Big Data

The rapidly growing availability of massive amounts of health information is accelerating public health research. Researchers at the Mailman School of Public Health are using big data, advanced analytic techniques, and state-of-the-art high performance computing to detect the slightest changes in population-scale electronic health records, pharmaceutical assays, or clinical imaging. With access to a power tool housed at the Medical Center, the C2B2 supercomputer – one of the fastest computer clusters in the world – Mailman School researchers can process upwards of 200 trillion calculations per second and glean insights from data to help guide decisions that affect health. Biostatistics Chair DuBois Bowman is at the vanguard of this effort, charting the future course for big data analytics at the Mailman School.

The appeal of collaborations to harness big data is growing exponentially. Medical device, pharmaceutical, and technology companies seek to leverage the quantitative revolution, setting the stage for innovative partnerships with large academic institutions such as Columbia. Today, the Mailman School is engaging with some of the largest global corporations on big data projects.

With faculty interests so broad, applications of big data can be found in every corner of the School. Jeff Goldsmith, assistant professor of Biostatistics, and Andrew Rundle, associate professor of Epidemiology, use high performance computing to examine the relationship between body mass index and physical activity in New York City youth. Tal Gross, assistant professor of Health Policy and Management, can search a hospital database to learn whether insurance makes people more or less likely to visit an emergency room. Charles DiMaggio, associate professor of Epidemiology, relies on the complex analyses that only the C2B2 computer can offer to find the effect of the 9/11 terrorist attacks on mental health, working with a database of more than one billion records. Bowman is the principal investigator for a multicenter study of Parkinson’s disease, compiling data from 1,600 patients to reveal changes in brain function and other precursors to the disease.

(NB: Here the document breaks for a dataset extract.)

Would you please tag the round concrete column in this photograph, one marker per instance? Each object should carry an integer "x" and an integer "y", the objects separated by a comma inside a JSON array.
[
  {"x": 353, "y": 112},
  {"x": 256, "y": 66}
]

Environmental Health Sciences professor Jeff Shaman is using the computational power of C2B2 to simulate the spread of West Nile Virus. For Sally Findley, professor of Population and Family Health and professor of Sociomedical Sciences, having access to the supercomputer is opening up new ways to analyze nearly half a million records on how New York City school-based obesity interventions are working.

In addition to leading faculty scholars developing novel methods for utilizing big data, a high performance computing expert is available at Mailman to work individually with researchers and provide complete operational support. There are also trainings, workshops and information sessions to give an overview of the supercomputer’s capabilities and available resources.